Banzai Cloud Logo Close
Home Products Benefits Blog Company Contact
Get Started
Author Toader Sebastian

Right-sizing Kafka clusters on Kubernetes

Apache Kafka is a distributed streaming platform used to build reliable, scalable and high-throughput real-time streaming systems. Its capabilities, while impressive, can be further improved through the addition of Kubernetes. Accordingly, we've built an open-source Kafka operator and Supertubes to run and seamlessly operate Kafka on Kubernetes through its various features, like fine-grain broker configuration, metrics based scaling with rebalancing, rack awareness, and graceful rolling upgrades - just to name a few.

Check out Supertubes in action on your own clusters:

curl https://getsupertubes.sh | sh
supertubes install -a --no-demo-cluster --kubeconfig <path-to-k8s-cluster-kubeconfig-file>

or read the documentation for details.

Take a look at some of the Kafka features that we've automated and simplified through Supertubes and the Kafka operator, which we've already blogged about:

If someone wants to run a Kafka cluster on Kubernetes, they'll eventually be faced with the question of how best to size the underlying infrastructure and fine-tune Kafka's configs to meet their throughput requirements. The maximum throughput of a single broker is a function of the throughput of the infrastructural elements it runs on, such as memory, CPU, disk speed, network capacity, etc. Ideally, the configuration of a broker should be fine-tuned in such a way that all the elements of an infrastructure are used at peak performance. In reality, such a setup is difficult, and it's more likely that users will fine-tune their broker configurations to max out one or two infrastructural elements (e.g. disk, memory or CPU). Generally speaking, a broker delivers its maximum throughput when it is configured such that it flats out the slowest infrastructure element. Therefore, it's possible for us to get a rough idea of the maximum load a single broker can manage. In theory, we should be able to estimate the number of brokers we'd need to manage a given load. In practice, since there are so many configuration options at all layers, it's hard, if not impossible, to estimate the delivered throughput of a given setup. Consequently, it's very difficult to plan a setup around a given throughput.

The approach we usually take with our Supertubes customers is to start with a setup (infrastructure + configuration), then to benchmark that setup, modify the broker configuration, and repeat the whole flow until the slowest infrastructure element is maxed out.
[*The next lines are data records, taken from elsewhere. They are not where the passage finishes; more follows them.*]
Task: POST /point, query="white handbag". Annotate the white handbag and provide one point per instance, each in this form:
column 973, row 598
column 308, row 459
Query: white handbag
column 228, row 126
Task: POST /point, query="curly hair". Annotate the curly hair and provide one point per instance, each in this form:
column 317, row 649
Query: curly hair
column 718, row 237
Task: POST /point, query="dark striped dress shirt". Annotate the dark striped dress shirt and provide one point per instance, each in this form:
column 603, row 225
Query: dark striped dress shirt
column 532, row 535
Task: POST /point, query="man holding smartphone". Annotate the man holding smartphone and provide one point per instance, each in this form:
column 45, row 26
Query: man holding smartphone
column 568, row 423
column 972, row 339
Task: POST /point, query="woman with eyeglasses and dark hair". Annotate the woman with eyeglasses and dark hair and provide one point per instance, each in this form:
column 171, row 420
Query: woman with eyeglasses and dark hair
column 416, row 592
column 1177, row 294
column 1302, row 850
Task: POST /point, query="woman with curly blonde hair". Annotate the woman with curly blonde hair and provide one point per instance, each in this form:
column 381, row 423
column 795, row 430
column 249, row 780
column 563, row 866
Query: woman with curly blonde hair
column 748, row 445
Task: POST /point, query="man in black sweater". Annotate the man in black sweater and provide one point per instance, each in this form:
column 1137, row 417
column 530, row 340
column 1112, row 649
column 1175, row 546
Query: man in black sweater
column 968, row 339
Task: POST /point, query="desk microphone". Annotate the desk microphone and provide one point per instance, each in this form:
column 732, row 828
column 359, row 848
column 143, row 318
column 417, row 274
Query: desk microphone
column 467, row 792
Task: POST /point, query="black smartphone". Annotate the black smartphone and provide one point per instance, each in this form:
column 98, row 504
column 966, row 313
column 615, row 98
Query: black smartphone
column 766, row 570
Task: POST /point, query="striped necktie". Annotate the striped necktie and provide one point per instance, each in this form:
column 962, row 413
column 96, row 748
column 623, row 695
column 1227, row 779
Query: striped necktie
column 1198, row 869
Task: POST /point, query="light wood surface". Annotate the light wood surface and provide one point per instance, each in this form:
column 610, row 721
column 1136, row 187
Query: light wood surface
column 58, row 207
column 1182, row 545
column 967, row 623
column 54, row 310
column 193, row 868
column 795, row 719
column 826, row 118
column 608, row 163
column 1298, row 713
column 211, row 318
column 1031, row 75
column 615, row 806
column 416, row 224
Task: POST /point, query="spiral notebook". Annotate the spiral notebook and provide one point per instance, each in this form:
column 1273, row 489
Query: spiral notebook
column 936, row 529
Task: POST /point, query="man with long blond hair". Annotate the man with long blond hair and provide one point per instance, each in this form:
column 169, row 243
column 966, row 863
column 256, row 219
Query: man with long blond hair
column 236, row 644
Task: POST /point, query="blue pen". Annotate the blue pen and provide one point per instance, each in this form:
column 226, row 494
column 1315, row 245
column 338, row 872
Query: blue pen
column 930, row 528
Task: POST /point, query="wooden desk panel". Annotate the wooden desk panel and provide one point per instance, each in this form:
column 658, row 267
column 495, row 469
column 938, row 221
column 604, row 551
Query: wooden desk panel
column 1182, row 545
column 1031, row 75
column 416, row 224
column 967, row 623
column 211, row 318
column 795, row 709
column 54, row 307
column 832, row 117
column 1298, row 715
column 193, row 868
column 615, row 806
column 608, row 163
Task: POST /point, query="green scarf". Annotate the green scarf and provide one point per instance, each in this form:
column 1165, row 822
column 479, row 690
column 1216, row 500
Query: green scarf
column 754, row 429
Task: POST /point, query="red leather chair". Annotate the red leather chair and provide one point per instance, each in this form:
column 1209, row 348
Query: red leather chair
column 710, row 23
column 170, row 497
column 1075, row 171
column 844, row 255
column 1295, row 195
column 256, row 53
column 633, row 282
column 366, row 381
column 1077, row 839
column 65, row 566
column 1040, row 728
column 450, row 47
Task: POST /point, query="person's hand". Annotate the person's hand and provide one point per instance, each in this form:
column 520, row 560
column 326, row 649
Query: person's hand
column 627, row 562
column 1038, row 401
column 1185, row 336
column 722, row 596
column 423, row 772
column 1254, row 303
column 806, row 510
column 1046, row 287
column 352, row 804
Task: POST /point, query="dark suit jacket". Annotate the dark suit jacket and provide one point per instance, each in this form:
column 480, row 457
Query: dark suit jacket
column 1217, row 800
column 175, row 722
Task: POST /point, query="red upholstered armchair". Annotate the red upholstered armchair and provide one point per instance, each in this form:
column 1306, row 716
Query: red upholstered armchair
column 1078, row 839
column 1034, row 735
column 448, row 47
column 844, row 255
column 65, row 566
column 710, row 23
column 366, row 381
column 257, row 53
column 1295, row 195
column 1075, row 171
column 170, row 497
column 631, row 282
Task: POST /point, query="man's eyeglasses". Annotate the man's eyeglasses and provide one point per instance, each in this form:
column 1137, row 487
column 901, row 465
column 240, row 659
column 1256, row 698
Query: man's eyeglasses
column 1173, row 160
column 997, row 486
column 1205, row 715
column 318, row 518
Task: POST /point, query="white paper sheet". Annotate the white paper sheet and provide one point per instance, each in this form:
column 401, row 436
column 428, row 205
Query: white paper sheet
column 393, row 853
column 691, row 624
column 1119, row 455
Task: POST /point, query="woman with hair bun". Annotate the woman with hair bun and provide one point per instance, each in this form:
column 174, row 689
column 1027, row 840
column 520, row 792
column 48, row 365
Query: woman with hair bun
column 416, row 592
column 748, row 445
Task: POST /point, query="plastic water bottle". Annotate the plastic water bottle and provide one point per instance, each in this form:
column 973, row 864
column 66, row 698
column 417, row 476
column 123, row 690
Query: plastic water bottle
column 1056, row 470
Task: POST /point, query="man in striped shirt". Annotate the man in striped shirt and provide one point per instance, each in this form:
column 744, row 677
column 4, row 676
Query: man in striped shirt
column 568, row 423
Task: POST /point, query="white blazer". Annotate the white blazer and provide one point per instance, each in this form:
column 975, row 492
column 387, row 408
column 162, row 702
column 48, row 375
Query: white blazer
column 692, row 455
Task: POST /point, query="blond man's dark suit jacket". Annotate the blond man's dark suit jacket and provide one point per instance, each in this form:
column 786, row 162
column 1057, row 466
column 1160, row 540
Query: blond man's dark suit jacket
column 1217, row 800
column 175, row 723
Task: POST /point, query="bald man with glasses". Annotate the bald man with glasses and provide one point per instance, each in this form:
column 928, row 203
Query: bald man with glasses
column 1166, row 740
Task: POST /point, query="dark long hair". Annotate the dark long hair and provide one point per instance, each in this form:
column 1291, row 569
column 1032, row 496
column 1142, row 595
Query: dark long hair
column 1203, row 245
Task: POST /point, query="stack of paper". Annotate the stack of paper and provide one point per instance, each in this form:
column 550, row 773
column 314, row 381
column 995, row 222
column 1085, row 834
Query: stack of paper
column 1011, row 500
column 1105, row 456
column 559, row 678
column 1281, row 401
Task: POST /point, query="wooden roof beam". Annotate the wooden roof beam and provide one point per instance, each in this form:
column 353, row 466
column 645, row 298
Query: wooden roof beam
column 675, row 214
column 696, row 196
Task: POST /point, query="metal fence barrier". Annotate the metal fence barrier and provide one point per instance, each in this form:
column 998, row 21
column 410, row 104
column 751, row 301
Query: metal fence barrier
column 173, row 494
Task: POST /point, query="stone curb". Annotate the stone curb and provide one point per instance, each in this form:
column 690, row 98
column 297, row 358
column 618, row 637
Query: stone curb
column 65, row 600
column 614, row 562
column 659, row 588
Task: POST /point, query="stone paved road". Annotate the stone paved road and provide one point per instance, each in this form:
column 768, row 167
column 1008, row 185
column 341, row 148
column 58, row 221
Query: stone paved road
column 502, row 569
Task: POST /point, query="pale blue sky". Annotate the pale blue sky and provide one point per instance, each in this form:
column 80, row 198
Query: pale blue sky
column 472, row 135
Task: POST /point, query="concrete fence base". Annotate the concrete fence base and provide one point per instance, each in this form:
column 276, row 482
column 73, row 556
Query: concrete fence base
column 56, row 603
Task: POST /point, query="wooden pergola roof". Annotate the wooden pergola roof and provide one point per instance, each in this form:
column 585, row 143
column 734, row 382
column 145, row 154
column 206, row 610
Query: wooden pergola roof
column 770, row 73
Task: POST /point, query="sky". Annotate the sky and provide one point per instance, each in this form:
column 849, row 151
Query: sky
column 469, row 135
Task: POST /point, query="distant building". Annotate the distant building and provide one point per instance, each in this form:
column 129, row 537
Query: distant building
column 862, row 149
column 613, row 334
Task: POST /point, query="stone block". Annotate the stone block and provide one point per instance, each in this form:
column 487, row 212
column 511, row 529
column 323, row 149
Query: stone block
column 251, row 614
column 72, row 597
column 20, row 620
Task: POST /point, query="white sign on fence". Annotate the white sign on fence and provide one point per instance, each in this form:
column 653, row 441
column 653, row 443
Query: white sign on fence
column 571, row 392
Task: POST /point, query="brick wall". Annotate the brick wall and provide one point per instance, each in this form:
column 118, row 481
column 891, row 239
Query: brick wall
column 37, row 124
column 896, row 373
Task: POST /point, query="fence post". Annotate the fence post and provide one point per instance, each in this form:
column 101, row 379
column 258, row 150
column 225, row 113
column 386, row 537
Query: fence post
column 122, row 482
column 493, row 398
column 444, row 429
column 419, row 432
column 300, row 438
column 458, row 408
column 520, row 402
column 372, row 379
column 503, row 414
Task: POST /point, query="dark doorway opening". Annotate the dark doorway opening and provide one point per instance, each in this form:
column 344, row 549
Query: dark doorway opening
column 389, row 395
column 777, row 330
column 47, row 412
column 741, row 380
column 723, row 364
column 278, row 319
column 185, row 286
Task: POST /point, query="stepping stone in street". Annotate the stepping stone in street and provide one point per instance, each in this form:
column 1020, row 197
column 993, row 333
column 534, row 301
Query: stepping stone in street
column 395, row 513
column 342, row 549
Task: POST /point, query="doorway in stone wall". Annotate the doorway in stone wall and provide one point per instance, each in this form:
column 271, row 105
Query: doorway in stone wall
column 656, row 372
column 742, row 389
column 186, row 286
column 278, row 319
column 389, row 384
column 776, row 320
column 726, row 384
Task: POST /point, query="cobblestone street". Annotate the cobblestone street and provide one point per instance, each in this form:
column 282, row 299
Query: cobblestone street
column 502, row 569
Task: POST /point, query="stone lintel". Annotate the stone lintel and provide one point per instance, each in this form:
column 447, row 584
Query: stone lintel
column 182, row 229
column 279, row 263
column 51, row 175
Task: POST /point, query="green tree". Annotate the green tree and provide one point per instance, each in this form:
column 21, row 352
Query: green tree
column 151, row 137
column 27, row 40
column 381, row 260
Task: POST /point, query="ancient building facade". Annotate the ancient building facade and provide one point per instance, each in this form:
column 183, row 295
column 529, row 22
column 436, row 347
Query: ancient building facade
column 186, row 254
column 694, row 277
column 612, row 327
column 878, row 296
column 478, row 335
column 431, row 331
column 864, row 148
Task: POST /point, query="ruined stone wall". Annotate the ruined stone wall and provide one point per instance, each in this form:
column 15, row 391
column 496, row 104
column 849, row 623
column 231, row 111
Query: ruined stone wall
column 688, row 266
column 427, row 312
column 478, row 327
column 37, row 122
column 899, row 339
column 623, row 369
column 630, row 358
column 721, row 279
That way we get a clearer picture of how many brokers a cluster needs to manage a specific load (the required number of brokers depends on other factors as well, such as a minimum message replica count for resiliency, a partition leaders count, and more). Also, we get a better understanding of which infrastructural element should be scaled vertically.

In this post, we'll describe the steps we take to flat out the slowest components of our initial setups and to measure the throughput of a Kafka cluster. This high resiliency setup requires a minimum of three brokers (with a min.insync.replicas=3 configuration setting), distributed across three different availability zones. For setting up, scaling, and monitoring Kubernetes infrastructure, we use our own container management platform for hybrid clouds, Pipeline, which supports on-prem (bare metal, VMware) and five clouds (Alibaba, AWS, Azure, Google, Oracle) as well as any combination of the above.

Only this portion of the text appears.